Posts: 1,877   +2,191
Staff member
When enabled XMP, the RAM modules and the memory controllers in the CPU are both overclocked to the level set in the RAM's XMP profile. Your Core i7-4790K's default speed for the memory is 1600 MHz but the G.Skill's profile is 2666 MHz - you're essentially forcing the controllers to have a 67% overclock.

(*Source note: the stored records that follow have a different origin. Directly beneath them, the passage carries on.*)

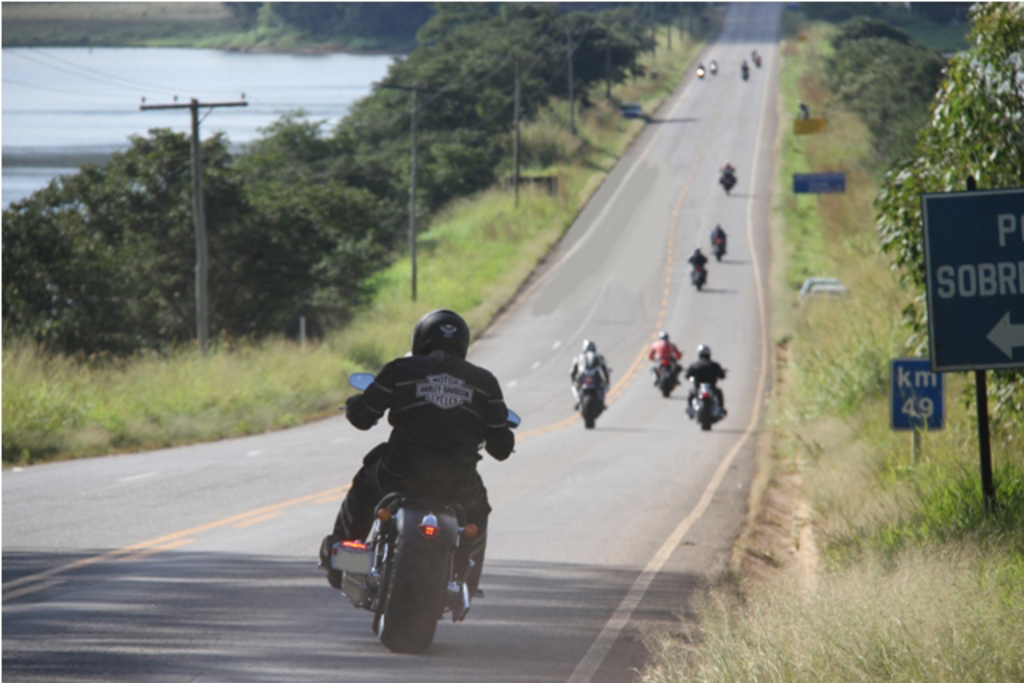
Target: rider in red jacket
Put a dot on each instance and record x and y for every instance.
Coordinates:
(664, 349)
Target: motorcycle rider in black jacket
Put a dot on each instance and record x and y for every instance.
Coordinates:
(441, 409)
(706, 370)
(718, 232)
(590, 358)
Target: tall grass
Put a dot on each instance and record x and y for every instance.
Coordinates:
(918, 583)
(944, 615)
(473, 258)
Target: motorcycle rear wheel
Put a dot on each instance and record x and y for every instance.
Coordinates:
(415, 598)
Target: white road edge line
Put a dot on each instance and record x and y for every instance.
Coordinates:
(135, 477)
(591, 662)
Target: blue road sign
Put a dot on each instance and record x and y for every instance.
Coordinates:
(816, 183)
(916, 395)
(974, 256)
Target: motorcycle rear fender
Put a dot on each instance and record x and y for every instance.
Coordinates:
(407, 521)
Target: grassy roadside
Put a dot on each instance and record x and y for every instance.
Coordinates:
(473, 258)
(857, 563)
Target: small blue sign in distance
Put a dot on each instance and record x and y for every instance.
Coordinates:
(974, 258)
(916, 395)
(818, 183)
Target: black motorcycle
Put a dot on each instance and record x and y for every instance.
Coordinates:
(407, 572)
(698, 276)
(705, 407)
(590, 393)
(718, 247)
(728, 180)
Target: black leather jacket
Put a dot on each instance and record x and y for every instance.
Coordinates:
(441, 409)
(706, 370)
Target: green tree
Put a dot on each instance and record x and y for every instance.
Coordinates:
(878, 72)
(976, 129)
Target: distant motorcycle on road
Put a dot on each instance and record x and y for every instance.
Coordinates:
(705, 407)
(728, 179)
(667, 377)
(698, 276)
(590, 394)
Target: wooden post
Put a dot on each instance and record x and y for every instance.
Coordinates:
(515, 150)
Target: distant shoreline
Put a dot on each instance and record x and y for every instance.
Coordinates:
(69, 159)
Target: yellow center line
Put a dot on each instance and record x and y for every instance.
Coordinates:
(257, 520)
(163, 541)
(634, 370)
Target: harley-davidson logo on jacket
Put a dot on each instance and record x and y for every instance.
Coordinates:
(444, 391)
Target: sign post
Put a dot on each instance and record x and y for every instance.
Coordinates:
(974, 259)
(918, 399)
(817, 183)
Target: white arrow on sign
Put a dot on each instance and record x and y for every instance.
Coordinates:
(1007, 336)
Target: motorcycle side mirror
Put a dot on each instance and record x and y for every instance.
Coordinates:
(360, 381)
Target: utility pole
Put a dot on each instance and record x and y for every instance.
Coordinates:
(568, 36)
(515, 150)
(415, 89)
(607, 63)
(981, 398)
(412, 193)
(199, 216)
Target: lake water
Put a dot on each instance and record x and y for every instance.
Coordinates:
(64, 107)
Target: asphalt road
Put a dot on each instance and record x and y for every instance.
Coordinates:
(199, 563)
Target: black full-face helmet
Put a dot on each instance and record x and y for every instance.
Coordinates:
(440, 329)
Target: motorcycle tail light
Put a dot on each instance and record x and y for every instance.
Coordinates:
(429, 527)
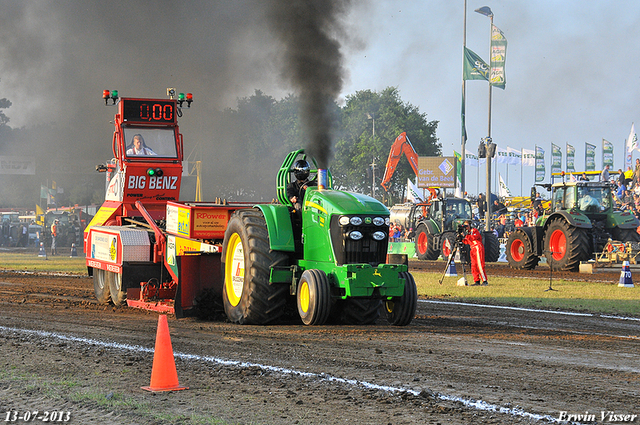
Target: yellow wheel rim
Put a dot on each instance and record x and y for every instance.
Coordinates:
(234, 270)
(303, 296)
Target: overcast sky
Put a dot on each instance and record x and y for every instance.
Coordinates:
(572, 67)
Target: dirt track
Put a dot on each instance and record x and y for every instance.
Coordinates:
(61, 351)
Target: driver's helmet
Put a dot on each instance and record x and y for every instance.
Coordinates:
(301, 169)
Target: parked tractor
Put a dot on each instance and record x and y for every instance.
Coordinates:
(581, 220)
(436, 223)
(325, 262)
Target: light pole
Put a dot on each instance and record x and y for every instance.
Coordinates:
(486, 11)
(372, 117)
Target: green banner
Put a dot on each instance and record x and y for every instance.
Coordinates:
(607, 154)
(571, 159)
(556, 159)
(498, 58)
(589, 157)
(540, 171)
(474, 68)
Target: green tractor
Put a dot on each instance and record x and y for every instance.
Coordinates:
(581, 220)
(328, 260)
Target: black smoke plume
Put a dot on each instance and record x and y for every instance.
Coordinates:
(312, 62)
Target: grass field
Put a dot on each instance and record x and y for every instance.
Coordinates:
(603, 298)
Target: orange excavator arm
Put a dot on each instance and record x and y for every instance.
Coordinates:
(400, 146)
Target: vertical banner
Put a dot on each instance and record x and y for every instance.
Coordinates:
(528, 158)
(556, 159)
(607, 154)
(515, 156)
(632, 143)
(503, 190)
(540, 171)
(571, 159)
(470, 159)
(589, 157)
(498, 56)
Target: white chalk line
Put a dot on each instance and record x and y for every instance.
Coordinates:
(534, 310)
(476, 404)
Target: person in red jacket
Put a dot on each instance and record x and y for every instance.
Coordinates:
(473, 238)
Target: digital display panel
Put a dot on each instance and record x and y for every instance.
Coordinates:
(149, 111)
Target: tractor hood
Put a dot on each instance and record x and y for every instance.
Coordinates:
(335, 201)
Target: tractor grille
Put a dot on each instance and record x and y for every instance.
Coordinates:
(366, 250)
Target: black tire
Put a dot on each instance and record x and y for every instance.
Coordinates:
(246, 256)
(520, 253)
(313, 297)
(101, 286)
(425, 248)
(360, 311)
(401, 310)
(491, 247)
(625, 235)
(118, 295)
(566, 246)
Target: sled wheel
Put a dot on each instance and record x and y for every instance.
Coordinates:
(401, 310)
(247, 296)
(100, 286)
(313, 297)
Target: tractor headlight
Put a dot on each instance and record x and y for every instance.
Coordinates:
(356, 221)
(378, 221)
(378, 236)
(355, 235)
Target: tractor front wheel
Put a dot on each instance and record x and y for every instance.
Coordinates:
(566, 246)
(520, 253)
(401, 310)
(313, 297)
(100, 286)
(247, 295)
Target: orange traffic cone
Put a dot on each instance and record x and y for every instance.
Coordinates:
(164, 376)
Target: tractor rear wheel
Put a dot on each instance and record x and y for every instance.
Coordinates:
(491, 247)
(401, 310)
(566, 246)
(520, 253)
(100, 286)
(247, 261)
(118, 296)
(425, 248)
(360, 311)
(625, 235)
(313, 297)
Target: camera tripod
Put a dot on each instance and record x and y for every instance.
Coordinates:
(452, 256)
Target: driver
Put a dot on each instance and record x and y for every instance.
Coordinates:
(297, 188)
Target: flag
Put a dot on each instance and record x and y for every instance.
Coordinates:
(498, 56)
(474, 68)
(607, 153)
(413, 194)
(631, 145)
(504, 191)
(39, 215)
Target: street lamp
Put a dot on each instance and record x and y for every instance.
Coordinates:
(486, 11)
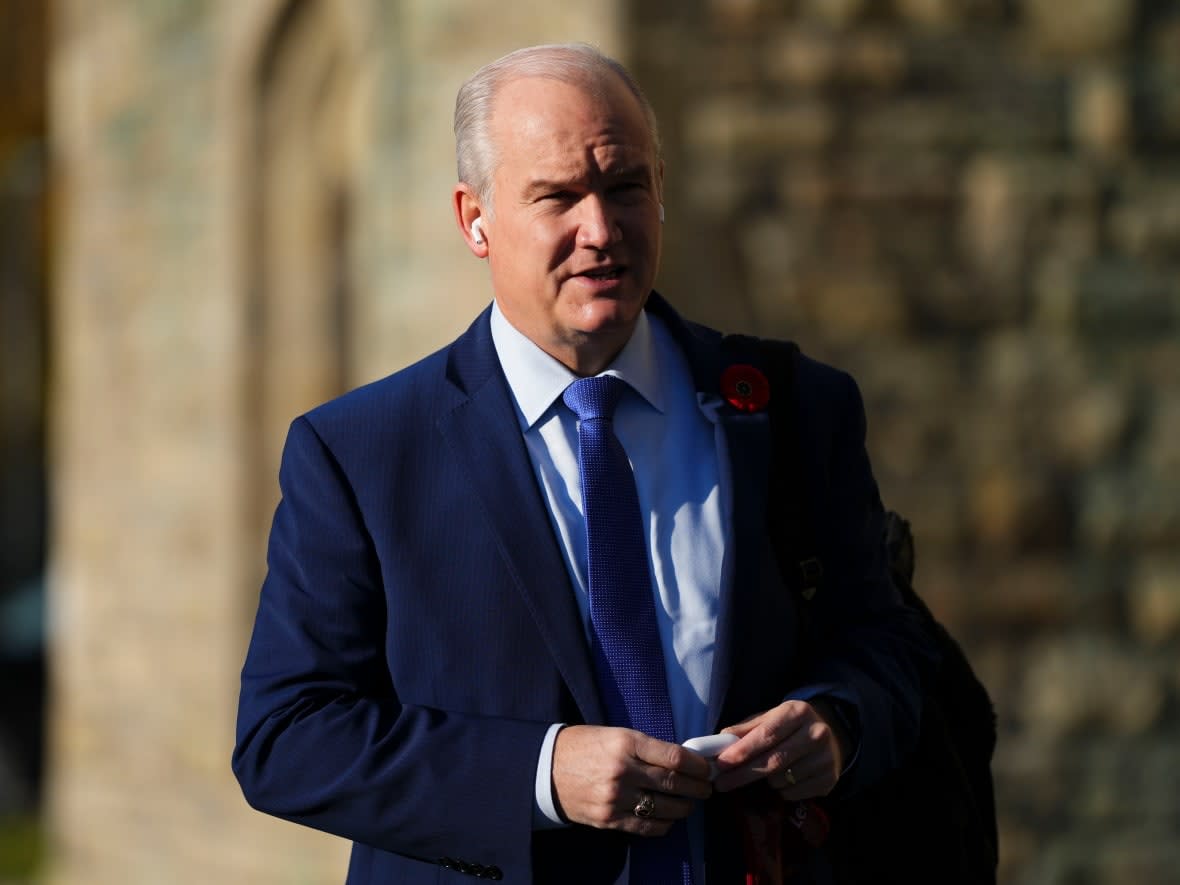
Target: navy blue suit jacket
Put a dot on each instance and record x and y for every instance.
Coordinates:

For that particular CPU, it's a big increase, and many other factors have to be just right for it to cope with that clock level. Asus themselves have tested only one G.Skill 2666 MHz model (F3-2666CL10Q-16GBZHD) and rate it okay for that speed, but with memory timings of 10-12-12-31. Your RAM has XMP profile timings of 12-13-13-35 and this suggests that the profile is too 'loose' for your CPU and motherboard combination. That said, another brand of RAM they've tested at 2666 MHz seem to have been okay at 12-13-13-35 (I.e. Apacer 78.BAGFF.AFC0C).

One way to try and resolve this problem is to overclock the CPU, as contradictory as that may sound: increasing the core voltage and or clock multiplier to, say, 1.35 volts and x46 might help. But do note that there is significant variation in the overclocking performance of CPUs -- buy one 4790K and it could be absolutely fine (which mine was, as it ran at 4.8 GHz, 1.4 volts, with 2666MHz RAM for years on end), whereas others may struggle to hit 4.5 GHz or no more than 2000 MHz on the RAM.

Another way would be to alter the RAM clocks and timings manually, rather than using the XMP profile. But if you're completely new to overclocking, this can be rather daunting, given the number of RAM settings in the motherboard BIOS.